What are we to do? Are they not just like us too? Don’t dolphins fuck for fun just like us (3)? Don’t elephants average one per birth and have burial practices just like us? Monkeys even look like us and have thumbs like us. Birds can mimic us and speak like us. Dogs know shame, cats have autonomy. Pigs can even play the piano. Who are we to say what’s better; are two legs better than four or can I have two legs with wings?

I’m not making an argument for either side, because I’m still undecided. I’ve analyzed the situations from both perspectives. I was born into this world in a limited hospital in Southern China’s countryside. In these areas, most medical practices are contained to homeopathic remedies. Upon arrival into the states, I underwent heart surgery. Even as a three year old, I used at least 3.5 bags of blood to maintain my blood pressure during the operation. The first pump that set the standard for coronary operations was first tested on a number of dogs with no names, only numbers.

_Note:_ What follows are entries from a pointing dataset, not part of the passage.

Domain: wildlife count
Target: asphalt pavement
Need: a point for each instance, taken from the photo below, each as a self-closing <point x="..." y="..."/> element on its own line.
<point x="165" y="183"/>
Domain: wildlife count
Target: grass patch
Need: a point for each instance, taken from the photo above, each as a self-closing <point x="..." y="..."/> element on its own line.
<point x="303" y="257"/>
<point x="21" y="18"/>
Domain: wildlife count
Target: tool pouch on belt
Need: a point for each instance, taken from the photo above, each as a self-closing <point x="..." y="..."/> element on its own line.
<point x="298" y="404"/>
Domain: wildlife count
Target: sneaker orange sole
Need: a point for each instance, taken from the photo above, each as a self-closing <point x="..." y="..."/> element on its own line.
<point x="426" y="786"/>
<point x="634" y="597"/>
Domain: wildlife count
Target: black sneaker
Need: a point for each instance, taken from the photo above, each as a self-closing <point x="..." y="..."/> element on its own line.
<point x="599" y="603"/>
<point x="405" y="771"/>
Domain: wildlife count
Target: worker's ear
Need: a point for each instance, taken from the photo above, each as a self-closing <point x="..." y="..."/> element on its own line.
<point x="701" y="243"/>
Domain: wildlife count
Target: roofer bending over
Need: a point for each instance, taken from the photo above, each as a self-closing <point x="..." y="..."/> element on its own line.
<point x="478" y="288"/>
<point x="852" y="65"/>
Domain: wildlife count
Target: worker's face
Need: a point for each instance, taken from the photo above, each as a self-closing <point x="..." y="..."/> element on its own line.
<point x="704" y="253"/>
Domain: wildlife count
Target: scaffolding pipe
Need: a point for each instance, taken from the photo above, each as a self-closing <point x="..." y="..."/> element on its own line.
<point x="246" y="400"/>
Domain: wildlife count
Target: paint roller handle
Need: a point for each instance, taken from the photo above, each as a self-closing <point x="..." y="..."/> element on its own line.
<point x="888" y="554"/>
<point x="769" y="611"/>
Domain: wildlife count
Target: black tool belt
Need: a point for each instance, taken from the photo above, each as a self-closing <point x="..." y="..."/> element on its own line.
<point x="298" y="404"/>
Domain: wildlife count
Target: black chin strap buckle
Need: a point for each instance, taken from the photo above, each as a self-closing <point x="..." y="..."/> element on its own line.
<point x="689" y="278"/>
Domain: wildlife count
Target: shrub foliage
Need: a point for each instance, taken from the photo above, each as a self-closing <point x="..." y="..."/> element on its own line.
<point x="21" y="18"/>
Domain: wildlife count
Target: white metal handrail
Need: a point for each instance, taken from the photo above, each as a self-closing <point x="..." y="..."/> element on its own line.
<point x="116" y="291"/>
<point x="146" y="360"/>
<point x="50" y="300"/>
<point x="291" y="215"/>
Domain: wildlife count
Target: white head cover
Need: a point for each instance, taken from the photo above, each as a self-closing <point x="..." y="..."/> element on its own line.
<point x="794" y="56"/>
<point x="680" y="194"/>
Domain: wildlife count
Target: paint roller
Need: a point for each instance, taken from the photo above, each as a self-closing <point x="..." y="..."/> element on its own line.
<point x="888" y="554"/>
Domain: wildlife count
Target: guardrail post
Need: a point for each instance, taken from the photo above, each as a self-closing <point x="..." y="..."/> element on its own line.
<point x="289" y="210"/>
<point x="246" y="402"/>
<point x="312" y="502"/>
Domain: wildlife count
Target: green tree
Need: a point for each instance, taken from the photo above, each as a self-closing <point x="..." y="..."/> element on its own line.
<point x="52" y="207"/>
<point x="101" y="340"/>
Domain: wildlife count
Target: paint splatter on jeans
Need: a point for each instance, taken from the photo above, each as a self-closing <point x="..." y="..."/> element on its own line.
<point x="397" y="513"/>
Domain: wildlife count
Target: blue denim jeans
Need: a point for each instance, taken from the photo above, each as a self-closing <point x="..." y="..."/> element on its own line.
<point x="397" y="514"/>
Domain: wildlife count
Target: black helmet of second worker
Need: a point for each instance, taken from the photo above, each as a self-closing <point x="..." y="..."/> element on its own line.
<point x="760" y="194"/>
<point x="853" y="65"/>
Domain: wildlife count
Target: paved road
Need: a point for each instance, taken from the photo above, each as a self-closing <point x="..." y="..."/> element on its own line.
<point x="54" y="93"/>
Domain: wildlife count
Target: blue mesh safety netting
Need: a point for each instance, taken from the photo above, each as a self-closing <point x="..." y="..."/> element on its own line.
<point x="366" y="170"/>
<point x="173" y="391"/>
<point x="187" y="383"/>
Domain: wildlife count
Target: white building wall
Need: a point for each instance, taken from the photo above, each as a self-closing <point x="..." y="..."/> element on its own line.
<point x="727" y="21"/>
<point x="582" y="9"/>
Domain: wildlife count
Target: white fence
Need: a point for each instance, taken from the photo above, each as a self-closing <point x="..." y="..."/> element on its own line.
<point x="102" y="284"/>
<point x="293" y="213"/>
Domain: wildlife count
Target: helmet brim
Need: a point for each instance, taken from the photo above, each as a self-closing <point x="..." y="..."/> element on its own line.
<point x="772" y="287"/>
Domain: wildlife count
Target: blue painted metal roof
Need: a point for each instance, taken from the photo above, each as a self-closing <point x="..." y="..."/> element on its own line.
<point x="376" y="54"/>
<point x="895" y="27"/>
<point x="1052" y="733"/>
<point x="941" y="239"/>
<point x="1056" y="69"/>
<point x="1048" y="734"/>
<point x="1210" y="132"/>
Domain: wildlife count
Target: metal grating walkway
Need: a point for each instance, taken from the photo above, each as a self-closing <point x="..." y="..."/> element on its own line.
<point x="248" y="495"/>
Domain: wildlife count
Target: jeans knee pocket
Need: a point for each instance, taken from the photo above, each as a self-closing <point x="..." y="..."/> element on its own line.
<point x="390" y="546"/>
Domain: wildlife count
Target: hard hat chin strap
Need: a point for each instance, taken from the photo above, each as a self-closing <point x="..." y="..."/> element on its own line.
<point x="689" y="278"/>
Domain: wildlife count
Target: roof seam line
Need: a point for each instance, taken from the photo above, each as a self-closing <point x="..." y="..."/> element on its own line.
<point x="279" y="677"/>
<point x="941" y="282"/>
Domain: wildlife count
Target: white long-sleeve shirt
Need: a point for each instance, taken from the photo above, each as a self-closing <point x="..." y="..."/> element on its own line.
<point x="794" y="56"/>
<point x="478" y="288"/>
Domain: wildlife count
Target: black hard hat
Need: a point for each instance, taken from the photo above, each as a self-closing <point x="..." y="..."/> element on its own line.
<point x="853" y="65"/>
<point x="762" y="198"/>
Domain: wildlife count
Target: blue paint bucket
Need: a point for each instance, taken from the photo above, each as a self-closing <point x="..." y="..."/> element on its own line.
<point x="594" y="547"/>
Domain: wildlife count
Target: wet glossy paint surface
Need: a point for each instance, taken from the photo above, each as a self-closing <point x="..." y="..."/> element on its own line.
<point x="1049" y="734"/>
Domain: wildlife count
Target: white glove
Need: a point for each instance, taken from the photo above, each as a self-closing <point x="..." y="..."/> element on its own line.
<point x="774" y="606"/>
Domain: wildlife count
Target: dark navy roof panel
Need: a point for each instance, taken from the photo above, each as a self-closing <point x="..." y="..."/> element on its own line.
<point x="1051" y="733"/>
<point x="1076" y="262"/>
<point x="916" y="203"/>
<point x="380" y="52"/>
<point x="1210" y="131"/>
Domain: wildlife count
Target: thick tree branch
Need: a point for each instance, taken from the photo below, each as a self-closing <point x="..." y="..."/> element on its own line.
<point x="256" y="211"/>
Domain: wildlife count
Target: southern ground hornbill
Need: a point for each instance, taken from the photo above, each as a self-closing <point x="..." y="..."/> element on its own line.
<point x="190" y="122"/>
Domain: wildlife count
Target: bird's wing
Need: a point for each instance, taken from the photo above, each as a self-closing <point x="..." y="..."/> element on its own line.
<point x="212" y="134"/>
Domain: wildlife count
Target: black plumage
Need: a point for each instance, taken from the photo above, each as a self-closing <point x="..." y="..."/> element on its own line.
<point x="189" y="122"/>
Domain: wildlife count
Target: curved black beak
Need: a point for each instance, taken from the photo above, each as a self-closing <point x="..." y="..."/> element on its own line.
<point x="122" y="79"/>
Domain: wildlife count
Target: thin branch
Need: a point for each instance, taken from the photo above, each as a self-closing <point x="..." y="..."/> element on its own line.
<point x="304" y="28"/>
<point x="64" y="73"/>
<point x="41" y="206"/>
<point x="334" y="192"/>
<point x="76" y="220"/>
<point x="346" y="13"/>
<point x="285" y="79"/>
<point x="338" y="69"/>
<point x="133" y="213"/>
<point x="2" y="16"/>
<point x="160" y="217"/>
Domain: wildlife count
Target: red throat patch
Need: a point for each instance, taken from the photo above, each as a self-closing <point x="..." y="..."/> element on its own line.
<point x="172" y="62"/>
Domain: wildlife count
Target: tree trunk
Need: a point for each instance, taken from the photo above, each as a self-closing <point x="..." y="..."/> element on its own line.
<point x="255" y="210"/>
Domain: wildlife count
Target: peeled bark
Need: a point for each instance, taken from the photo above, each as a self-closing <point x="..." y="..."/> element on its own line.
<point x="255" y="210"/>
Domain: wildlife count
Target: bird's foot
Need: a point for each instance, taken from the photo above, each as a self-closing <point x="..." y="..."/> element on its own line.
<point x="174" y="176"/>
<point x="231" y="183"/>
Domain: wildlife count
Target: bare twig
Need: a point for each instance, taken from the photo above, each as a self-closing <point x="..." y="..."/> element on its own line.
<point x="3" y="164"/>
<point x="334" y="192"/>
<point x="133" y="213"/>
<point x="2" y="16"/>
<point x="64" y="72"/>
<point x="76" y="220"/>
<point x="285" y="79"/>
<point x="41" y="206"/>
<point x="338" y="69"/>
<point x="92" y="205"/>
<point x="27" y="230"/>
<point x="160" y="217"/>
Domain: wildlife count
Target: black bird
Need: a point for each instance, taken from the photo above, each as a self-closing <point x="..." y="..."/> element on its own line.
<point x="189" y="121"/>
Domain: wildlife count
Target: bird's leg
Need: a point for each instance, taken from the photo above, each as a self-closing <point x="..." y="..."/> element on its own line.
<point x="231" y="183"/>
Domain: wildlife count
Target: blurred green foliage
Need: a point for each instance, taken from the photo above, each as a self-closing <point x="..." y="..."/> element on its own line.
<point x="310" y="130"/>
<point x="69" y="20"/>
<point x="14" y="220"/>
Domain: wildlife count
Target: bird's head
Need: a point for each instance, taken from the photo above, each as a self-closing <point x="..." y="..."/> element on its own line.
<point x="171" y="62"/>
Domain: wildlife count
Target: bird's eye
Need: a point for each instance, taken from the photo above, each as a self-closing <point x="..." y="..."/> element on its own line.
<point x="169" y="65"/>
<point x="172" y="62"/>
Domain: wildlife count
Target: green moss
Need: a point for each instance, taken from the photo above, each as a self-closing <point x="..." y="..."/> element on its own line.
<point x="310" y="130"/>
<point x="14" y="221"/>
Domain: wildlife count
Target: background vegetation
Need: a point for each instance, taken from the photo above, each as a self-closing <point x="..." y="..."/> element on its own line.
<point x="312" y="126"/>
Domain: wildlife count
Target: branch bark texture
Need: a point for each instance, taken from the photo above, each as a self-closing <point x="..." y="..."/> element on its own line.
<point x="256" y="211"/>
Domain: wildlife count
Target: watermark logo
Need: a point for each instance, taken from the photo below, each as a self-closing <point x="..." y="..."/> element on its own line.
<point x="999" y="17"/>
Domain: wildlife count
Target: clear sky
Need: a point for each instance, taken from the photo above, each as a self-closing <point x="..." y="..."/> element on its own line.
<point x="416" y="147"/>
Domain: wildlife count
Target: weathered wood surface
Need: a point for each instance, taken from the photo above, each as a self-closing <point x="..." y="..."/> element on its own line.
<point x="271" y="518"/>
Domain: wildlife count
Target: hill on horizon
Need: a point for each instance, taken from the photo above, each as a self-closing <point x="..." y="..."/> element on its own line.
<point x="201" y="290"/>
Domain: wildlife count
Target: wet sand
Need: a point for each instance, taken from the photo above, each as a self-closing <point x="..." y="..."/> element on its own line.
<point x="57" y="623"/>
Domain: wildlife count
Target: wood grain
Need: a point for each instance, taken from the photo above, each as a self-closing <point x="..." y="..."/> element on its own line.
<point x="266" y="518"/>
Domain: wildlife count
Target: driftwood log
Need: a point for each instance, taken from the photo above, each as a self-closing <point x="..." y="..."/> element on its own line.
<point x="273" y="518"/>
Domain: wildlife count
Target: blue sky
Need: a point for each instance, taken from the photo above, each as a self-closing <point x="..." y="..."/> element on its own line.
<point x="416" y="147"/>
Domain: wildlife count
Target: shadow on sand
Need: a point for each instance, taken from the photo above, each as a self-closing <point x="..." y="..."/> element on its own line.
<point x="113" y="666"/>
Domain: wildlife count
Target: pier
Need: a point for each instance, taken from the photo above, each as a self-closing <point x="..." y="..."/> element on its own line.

I think for the rest of my life, golden retrievers will always remind me about my functional heart. How I feel about this is a mixture of reverence and sadness. I’m thankful that I have a life to experience, without being a sickly child confined by her own body. If my heart became my cage, I think I’d lose healthy mental faculty and in lieu of natural selection, would quickly be weeded out. Can you blame a mother for desperately wanting to protect her children from circumstance? Is this not a quality ingrained in all animals across the board?

In the laboratory my interaction with people are limited to a name, DOB, and a barcode. The malfunction in their body starts a cascade and I see the end product. What I see is sometimes so objective, it takes you out of the realm of feelings. When you work in a hospital, the individual’s story is paled in comparison to the patient population. Your pity must only be momentary, you can’t save everyone and if you try it will take its toll. But if you get to know even one person’s story, their life, you want to save them. You want to be able to deliver them from their condition, but that in itself would mean fueling the other side of the equation.

It’s a daunting task to remedy this conflict. I wonder myself if I could and the answer looks unpromising. I will continue to work on the side of suffering in an effort to relieve suffering. It’s not because I think we are better than animals and so we can do this to them. Maybe I’m starting to accept this arrangement that suffering can never dissipate. Like energy it’s not created or destroyed, but flows around our world along the same waves as chi. Maybe there is no good fight to be fought, but an understanding to grasp. I guess when your expiration date draws near it’s your decision to make. A sole decision whose effects are expounded by events only the living will endure.


*Contrary to what you heard, true homeostasis would kill our bodies – why do you think we have ATPases? It’s not to keep the balance but to resist the balance. True balance rights itself and is incompatible with life. Osmosis is natural balance and that is exactly what we are resisting! Active transport, yo.